Consumir alimentos que não fazem parte da cultura tradicional pode comprometer ainda mais a saúde dos yanomamis. Para o MP, alimentos como sardinha e calabresa “podem gerar doenças e hábitos alimentares ruins, que comprometem a aceitação dos alimentos saudáveis e tradicionais produzidos localmente”.
“Competência”
Os contratos para compra do enlatado e do embutido foram assinados por Ednaldo Barbosa de Araújo, que se apresenta como procurador da empresa de Boa Vista. Sobre a firma ter conseguido fechar o maior contrato da Funai com apenas dois meses de existência, disse que se trata de “competência”.

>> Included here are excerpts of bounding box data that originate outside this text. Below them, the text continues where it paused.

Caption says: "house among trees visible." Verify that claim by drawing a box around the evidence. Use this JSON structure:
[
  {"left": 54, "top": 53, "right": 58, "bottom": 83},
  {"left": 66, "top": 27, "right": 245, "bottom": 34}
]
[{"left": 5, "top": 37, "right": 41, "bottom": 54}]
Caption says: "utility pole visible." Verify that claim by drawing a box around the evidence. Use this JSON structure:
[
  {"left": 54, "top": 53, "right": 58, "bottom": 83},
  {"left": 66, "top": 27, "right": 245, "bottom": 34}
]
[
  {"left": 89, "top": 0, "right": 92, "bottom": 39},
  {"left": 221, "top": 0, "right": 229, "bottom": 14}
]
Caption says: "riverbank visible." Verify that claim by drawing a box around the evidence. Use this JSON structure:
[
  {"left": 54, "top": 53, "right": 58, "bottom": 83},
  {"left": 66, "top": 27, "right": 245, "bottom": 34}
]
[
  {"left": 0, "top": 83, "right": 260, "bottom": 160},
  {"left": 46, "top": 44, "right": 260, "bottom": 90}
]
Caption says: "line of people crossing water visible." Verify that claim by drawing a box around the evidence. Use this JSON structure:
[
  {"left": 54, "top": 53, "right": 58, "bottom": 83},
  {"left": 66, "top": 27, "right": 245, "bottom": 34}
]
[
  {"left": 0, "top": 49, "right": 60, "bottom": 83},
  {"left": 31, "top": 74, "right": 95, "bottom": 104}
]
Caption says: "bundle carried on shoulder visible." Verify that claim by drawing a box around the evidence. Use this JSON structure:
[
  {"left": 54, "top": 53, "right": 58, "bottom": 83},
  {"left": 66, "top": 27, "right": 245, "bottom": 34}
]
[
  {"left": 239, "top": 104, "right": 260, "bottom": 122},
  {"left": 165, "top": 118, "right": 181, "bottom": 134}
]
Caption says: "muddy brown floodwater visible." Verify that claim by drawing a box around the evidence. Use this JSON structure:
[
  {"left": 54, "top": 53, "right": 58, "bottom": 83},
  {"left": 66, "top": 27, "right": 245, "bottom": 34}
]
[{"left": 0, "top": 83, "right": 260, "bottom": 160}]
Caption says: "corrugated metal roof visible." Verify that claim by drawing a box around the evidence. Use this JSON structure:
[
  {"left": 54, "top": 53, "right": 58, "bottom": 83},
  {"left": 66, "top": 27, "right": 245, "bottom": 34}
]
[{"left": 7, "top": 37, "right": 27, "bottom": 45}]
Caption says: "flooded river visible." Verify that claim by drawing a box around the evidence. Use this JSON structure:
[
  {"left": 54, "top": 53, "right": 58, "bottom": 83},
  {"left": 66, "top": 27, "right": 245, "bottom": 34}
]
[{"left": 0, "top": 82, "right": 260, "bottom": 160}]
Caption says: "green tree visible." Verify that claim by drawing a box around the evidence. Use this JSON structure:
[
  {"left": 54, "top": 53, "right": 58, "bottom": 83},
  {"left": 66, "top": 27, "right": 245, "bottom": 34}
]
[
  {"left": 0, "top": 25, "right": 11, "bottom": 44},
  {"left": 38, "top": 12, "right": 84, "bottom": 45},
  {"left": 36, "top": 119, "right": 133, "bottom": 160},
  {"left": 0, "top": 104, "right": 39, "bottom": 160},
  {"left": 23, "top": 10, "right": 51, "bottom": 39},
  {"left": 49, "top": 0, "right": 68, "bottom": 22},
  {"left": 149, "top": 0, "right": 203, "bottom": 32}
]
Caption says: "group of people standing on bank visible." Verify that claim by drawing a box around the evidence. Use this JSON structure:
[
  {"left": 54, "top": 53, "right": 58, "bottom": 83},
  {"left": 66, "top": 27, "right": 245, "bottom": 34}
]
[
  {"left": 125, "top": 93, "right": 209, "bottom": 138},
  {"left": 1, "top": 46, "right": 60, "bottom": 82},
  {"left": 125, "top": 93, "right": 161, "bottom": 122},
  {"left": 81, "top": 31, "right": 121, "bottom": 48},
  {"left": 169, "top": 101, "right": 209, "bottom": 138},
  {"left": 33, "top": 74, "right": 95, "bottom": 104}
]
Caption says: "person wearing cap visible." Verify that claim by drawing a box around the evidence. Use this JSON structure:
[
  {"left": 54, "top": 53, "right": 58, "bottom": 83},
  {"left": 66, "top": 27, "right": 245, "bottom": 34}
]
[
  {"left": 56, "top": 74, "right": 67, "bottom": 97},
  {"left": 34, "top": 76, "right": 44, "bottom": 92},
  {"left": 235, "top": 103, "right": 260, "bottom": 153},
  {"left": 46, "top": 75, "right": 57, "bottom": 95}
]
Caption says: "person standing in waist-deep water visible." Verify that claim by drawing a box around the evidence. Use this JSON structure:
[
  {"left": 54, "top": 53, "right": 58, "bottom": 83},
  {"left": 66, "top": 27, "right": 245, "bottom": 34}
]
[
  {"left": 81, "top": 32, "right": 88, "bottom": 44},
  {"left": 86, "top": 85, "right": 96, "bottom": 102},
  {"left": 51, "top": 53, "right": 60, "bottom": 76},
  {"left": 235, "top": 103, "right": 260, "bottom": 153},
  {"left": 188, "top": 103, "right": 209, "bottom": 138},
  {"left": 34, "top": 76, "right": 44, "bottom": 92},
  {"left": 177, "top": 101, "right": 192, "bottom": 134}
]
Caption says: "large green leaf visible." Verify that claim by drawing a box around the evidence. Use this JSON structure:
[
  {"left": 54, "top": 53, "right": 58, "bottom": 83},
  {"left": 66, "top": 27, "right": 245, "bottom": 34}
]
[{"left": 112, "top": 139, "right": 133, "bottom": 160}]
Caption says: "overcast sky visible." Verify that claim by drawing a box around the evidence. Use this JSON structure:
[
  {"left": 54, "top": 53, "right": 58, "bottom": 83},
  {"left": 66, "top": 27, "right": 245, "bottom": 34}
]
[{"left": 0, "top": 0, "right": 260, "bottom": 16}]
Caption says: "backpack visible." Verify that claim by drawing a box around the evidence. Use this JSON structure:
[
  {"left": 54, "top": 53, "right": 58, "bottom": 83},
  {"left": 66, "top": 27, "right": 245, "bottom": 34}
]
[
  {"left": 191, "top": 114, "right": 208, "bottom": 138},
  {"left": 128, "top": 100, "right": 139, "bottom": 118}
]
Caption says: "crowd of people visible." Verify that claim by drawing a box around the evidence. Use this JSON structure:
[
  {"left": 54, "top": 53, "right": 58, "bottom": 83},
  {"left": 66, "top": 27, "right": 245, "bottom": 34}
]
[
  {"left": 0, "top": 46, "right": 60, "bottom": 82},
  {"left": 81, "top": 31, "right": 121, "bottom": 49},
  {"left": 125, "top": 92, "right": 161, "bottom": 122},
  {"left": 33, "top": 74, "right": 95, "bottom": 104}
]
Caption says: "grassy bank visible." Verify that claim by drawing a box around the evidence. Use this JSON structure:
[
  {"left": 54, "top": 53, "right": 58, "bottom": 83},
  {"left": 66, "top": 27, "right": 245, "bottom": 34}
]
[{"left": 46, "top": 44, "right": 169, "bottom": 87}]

“Isso é apenas competência. Se eu abrir uma empresa na segunda-feira e, na terça, tiver uma licitação de R$ 100 milhões, não há impedimento nenhum”, afirmou Ednaldo. Ele responsabilizou a Funai pela escolha de sardinha para compor a cesta básica.
Para Ednaldo, não há problema no fato de a firma estar em nome de um jovem de 26 anos e já ter faturado mais de R$ 100 milhões com o poder público em pouco tempo de funcionamento. “Quer dizer que a pessoa tem de estar velha para ter empresa?”, questionou.